USD/INR Trades Above 55.0
06:58, 19th November 2012
(RTTNews) - The Indian rupee extended Friday's downtrend versus the US dollar on Monday, falling below the 55.0 per dollar mark for the second consecutive session as caution prevailed ahead of a "no-confidence motion" against the ruling UPA government in the winter session of Parliament.
The Trinamool Congress, which quit the government over two months back, announced over the weekend that her party would move a "no confidence" motion in the house against Congress-led UPA II government, rendering investor mood cautious despite firm global cues.

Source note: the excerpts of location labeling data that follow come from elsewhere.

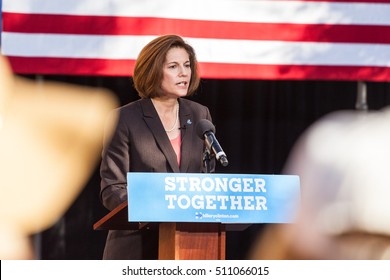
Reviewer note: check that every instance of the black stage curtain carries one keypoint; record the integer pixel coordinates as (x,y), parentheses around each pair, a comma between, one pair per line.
(257,123)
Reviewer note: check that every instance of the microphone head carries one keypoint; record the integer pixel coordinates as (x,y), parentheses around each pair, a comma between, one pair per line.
(204,126)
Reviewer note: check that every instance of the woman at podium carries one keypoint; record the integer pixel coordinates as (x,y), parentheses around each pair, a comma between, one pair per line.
(156,133)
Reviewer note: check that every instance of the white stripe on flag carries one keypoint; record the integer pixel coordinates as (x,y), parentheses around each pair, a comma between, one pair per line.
(208,50)
(302,12)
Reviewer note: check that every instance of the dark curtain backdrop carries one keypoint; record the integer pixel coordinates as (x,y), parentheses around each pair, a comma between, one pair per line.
(257,123)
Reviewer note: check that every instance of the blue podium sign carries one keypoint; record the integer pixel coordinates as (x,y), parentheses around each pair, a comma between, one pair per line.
(221,198)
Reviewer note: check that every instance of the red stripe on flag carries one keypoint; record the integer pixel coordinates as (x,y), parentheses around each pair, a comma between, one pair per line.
(107,25)
(65,66)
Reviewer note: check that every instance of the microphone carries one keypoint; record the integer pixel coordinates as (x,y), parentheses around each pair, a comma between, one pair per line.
(205,130)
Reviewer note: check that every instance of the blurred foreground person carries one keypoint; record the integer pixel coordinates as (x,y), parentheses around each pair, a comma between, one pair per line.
(50,141)
(343,164)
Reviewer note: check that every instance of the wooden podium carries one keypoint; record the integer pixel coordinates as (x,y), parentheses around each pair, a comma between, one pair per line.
(202,207)
(177,241)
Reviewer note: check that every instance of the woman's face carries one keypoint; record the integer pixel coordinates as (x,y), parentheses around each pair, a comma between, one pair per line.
(176,73)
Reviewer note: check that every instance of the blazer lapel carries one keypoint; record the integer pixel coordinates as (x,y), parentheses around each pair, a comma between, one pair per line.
(156,127)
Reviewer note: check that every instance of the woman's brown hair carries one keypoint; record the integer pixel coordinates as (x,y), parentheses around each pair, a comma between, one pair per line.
(148,71)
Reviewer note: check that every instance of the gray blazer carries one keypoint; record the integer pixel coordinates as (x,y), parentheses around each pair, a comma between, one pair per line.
(140,144)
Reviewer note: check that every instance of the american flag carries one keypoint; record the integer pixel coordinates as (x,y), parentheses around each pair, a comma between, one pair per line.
(233,39)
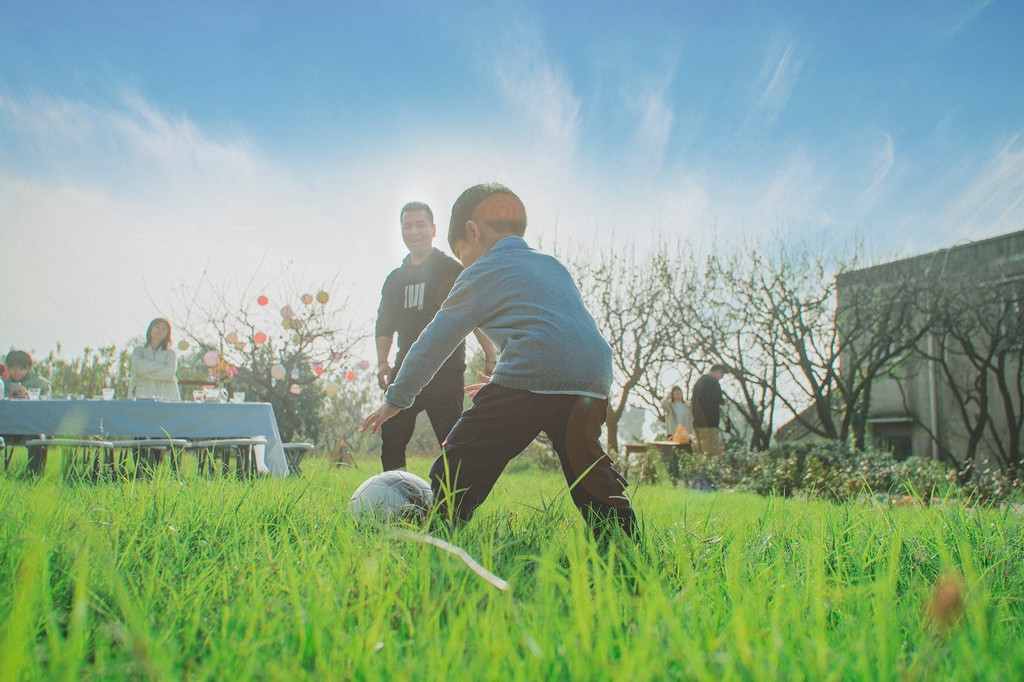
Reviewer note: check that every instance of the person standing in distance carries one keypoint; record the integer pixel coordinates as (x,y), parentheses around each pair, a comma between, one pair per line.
(410,298)
(708,400)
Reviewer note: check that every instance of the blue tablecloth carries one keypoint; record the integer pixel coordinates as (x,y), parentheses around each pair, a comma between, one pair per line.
(147,419)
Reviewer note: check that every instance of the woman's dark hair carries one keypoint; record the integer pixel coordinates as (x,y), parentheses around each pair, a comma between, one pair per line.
(148,333)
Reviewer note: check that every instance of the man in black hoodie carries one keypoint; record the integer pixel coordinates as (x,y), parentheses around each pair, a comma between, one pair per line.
(708,400)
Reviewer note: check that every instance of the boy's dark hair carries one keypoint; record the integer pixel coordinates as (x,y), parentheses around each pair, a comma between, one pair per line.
(416,206)
(18,358)
(506,214)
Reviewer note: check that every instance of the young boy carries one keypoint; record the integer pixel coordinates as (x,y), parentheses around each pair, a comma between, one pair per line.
(23,377)
(553,374)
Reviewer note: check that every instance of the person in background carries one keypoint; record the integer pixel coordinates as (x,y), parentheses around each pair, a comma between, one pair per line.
(708,400)
(22,377)
(676,414)
(410,298)
(154,365)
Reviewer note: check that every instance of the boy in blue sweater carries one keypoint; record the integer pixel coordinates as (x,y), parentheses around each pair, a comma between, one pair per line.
(553,375)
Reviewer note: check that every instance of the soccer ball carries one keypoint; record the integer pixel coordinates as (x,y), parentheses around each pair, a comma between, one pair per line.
(390,496)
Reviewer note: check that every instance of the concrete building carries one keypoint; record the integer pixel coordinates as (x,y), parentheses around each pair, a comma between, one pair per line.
(957,391)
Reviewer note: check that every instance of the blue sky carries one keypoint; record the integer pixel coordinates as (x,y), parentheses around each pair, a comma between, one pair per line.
(142,143)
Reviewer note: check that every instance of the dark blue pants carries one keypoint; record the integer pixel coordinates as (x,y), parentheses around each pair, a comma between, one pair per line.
(501,424)
(441,399)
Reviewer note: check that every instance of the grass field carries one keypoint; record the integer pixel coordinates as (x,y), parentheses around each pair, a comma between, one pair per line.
(273,580)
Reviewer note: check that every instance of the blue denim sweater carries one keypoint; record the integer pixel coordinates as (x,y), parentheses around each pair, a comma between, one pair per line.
(527,303)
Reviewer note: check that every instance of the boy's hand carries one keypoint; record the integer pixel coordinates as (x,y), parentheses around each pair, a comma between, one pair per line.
(473,388)
(381,415)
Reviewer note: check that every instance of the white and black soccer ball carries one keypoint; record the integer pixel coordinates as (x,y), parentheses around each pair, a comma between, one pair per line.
(390,496)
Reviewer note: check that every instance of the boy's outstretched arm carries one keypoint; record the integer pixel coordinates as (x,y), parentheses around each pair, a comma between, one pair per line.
(378,417)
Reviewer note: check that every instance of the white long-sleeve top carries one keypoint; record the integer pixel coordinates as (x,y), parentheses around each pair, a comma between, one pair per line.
(153,374)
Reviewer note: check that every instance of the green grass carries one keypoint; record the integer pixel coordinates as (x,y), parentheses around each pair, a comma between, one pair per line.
(273,580)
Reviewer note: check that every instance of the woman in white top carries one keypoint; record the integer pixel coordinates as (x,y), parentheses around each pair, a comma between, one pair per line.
(154,365)
(675,411)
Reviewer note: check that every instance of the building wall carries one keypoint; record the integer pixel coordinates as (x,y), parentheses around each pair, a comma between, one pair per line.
(906,407)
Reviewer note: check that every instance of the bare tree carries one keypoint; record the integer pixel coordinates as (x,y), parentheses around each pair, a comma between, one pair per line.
(629,298)
(274,342)
(978,348)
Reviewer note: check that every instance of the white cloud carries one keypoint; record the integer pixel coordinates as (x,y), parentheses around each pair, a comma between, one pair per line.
(539,87)
(778,77)
(654,126)
(991,203)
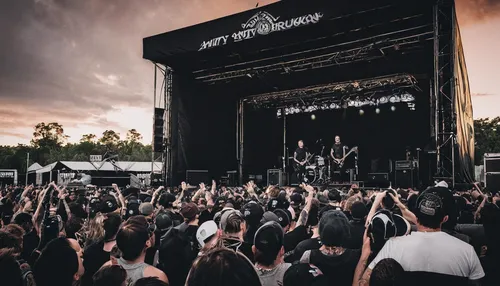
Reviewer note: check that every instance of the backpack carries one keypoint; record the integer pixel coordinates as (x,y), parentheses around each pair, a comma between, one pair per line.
(176,254)
(27,274)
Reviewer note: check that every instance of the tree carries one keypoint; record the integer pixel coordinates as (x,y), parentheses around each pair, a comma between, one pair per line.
(134,136)
(89,138)
(49,136)
(487,137)
(110,138)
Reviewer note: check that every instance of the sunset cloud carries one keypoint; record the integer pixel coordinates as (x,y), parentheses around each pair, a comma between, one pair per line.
(79,63)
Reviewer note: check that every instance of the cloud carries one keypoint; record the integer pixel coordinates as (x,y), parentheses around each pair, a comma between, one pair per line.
(481,94)
(472,11)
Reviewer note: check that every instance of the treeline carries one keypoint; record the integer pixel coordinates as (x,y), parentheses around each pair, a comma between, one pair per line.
(50,144)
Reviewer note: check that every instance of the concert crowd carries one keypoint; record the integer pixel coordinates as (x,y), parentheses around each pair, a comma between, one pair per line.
(248,236)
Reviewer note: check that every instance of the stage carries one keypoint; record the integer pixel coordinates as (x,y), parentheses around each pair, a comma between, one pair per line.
(237,93)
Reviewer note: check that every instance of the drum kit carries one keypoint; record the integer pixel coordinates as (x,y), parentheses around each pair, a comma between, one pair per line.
(318,172)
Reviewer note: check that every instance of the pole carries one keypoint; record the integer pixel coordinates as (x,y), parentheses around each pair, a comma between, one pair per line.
(27,167)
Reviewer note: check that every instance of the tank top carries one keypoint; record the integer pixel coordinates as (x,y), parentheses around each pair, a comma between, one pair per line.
(134,271)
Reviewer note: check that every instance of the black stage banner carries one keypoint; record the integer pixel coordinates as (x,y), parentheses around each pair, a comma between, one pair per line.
(267,22)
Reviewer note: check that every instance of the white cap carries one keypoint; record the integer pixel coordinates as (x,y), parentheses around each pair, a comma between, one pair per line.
(442,184)
(206,230)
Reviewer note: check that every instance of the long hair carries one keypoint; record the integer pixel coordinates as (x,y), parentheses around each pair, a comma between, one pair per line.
(222,267)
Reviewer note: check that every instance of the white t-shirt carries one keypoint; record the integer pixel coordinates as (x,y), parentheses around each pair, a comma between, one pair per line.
(433,252)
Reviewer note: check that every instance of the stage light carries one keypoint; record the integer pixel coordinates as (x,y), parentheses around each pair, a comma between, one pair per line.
(394,99)
(407,97)
(383,100)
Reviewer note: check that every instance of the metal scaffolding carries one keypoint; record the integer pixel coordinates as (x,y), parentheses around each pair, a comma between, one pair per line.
(163,99)
(444,117)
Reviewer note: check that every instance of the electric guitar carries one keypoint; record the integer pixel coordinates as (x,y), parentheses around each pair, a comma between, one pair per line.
(340,162)
(296,166)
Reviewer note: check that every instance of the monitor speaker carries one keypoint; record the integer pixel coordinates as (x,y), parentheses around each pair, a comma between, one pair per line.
(405,178)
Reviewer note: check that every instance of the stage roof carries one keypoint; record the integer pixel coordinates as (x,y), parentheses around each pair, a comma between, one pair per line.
(288,29)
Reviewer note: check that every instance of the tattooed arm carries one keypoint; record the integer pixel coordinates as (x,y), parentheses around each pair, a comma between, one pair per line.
(362,273)
(304,215)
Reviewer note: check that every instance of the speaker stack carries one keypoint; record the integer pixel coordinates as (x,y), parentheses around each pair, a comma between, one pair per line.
(406,175)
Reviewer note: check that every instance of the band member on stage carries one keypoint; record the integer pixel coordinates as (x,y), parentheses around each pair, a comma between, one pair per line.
(337,153)
(300,158)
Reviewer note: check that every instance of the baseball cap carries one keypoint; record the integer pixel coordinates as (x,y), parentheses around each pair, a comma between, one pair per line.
(334,228)
(269,216)
(304,274)
(146,209)
(205,231)
(296,199)
(385,225)
(132,207)
(284,217)
(225,216)
(163,221)
(334,196)
(269,238)
(108,204)
(429,205)
(252,212)
(277,203)
(359,211)
(189,210)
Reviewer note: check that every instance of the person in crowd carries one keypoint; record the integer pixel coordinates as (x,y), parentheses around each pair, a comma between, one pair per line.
(358,213)
(233,226)
(304,274)
(100,253)
(388,272)
(10,273)
(428,255)
(269,254)
(337,262)
(207,236)
(314,242)
(133,239)
(60,263)
(30,238)
(223,267)
(110,275)
(150,281)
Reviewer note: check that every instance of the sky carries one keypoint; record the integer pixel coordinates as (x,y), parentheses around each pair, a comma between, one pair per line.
(79,62)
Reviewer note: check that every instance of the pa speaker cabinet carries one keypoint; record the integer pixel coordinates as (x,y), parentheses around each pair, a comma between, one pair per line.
(405,178)
(195,177)
(275,177)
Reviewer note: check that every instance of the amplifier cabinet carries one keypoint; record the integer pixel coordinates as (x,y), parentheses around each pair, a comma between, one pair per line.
(275,177)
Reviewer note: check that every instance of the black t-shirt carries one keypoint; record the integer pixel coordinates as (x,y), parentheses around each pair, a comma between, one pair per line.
(30,243)
(308,244)
(339,269)
(338,150)
(355,241)
(292,239)
(300,154)
(93,259)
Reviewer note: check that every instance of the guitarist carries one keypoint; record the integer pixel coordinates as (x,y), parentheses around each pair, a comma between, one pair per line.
(337,153)
(300,159)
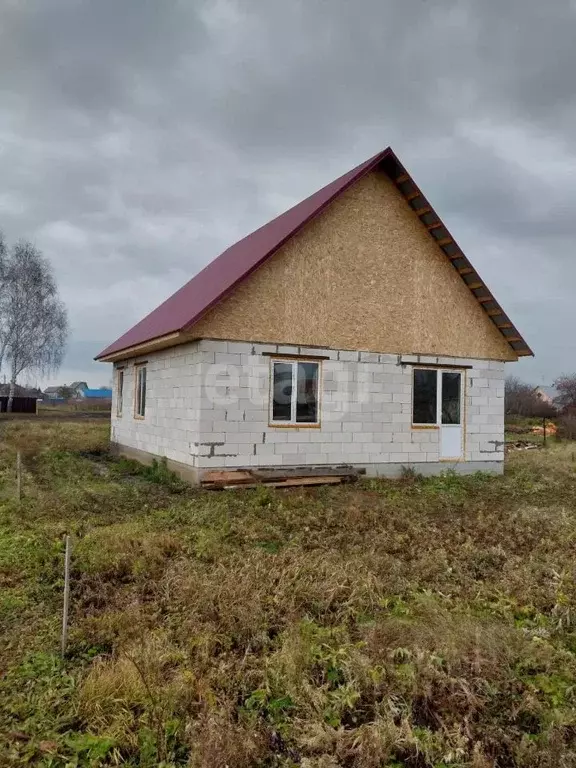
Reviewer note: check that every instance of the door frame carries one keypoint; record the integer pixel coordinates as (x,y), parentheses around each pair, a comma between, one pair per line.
(462,424)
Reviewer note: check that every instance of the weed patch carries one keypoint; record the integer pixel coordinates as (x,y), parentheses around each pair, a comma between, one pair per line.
(425,622)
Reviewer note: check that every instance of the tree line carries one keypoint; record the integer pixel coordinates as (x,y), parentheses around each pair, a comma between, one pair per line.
(33,319)
(522,399)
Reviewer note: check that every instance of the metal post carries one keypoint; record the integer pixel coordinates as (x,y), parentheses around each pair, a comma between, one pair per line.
(18,475)
(66,595)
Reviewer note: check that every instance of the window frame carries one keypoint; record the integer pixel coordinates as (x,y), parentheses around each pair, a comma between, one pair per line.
(120,380)
(138,368)
(439,370)
(293,424)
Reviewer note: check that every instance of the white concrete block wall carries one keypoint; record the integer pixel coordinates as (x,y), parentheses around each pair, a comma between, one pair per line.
(208,406)
(173,396)
(366,411)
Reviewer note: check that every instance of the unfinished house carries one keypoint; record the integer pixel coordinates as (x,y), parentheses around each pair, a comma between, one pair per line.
(351,330)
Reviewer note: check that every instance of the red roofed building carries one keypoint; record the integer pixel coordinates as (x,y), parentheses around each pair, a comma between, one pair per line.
(349,330)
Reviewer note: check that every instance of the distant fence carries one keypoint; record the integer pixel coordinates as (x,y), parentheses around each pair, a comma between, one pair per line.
(19,405)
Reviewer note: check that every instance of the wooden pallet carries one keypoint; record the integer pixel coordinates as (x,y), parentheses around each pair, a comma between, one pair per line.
(279,478)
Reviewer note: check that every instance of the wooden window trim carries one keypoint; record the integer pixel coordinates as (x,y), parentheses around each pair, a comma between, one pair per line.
(293,359)
(437,366)
(120,375)
(463,385)
(137,368)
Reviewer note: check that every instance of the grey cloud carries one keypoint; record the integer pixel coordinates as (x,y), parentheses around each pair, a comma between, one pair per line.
(138,139)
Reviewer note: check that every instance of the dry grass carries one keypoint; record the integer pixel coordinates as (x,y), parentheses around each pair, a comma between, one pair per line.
(425,623)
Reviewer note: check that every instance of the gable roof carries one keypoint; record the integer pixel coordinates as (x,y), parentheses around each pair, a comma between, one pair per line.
(219,278)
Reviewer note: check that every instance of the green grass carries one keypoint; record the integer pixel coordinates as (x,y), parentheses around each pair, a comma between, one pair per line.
(420,622)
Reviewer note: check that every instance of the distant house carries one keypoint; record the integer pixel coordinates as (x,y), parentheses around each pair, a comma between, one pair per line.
(79,387)
(548,395)
(351,329)
(97,394)
(53,393)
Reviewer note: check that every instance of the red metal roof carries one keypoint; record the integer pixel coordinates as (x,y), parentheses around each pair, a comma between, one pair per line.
(219,278)
(208,287)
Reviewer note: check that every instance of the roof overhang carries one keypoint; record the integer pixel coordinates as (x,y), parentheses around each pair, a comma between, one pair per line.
(439,232)
(216,281)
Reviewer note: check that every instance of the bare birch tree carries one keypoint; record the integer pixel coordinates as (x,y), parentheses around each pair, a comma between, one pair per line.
(33,320)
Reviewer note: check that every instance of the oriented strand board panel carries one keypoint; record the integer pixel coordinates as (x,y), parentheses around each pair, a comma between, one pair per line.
(366,275)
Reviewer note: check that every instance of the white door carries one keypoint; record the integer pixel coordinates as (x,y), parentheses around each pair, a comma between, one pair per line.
(450,414)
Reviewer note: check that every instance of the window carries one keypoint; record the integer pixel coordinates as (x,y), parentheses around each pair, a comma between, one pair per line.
(119,392)
(424,410)
(295,392)
(437,397)
(140,400)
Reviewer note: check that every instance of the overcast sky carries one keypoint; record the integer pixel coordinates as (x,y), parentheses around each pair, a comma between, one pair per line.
(139,138)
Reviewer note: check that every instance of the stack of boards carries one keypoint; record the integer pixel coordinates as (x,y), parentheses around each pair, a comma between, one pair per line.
(279,478)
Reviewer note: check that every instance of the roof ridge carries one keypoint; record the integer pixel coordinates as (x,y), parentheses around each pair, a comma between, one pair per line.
(180,311)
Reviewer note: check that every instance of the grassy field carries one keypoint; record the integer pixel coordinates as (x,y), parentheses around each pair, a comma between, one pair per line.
(417,622)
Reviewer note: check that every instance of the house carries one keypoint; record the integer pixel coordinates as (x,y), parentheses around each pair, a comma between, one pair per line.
(53,393)
(351,329)
(97,394)
(78,387)
(548,395)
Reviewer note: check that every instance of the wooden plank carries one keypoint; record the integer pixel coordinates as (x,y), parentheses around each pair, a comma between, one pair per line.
(263,473)
(291,482)
(224,476)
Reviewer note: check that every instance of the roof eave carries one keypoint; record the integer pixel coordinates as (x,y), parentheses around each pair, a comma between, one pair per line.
(440,233)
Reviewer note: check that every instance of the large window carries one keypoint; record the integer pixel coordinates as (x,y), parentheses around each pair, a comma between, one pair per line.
(119,391)
(295,388)
(140,399)
(436,397)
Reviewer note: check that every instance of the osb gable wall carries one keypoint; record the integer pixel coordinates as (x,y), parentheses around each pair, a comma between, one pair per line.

Most Asian markets rose and European markets ended a three-session losing streak, after U.S. President Barack Obama expressed confidence that he and Congress would reach a deal on how to cut the budget deficit of nearly $1.1 trillion, which amounts to more than 7 percent of the nation's gross domestic product.
The benchmark BSE Sensex ended the session up 30 points or 0.16 percent at 18,339, with only 13 of its components advancing. The broader Nifty index slipped by 3 points or 0.05 percent to 5,571.
The rupee fell as low as 55.2050 against the US dollar but managed to stay a few pips below Friday's fresh 2-month low of 55.2350. The rupee is heading towards a major support level of 56.0 versus the greenback, a level set in early September. The near-term bearish target for the domestic unit is seen around the 55.50/60 area.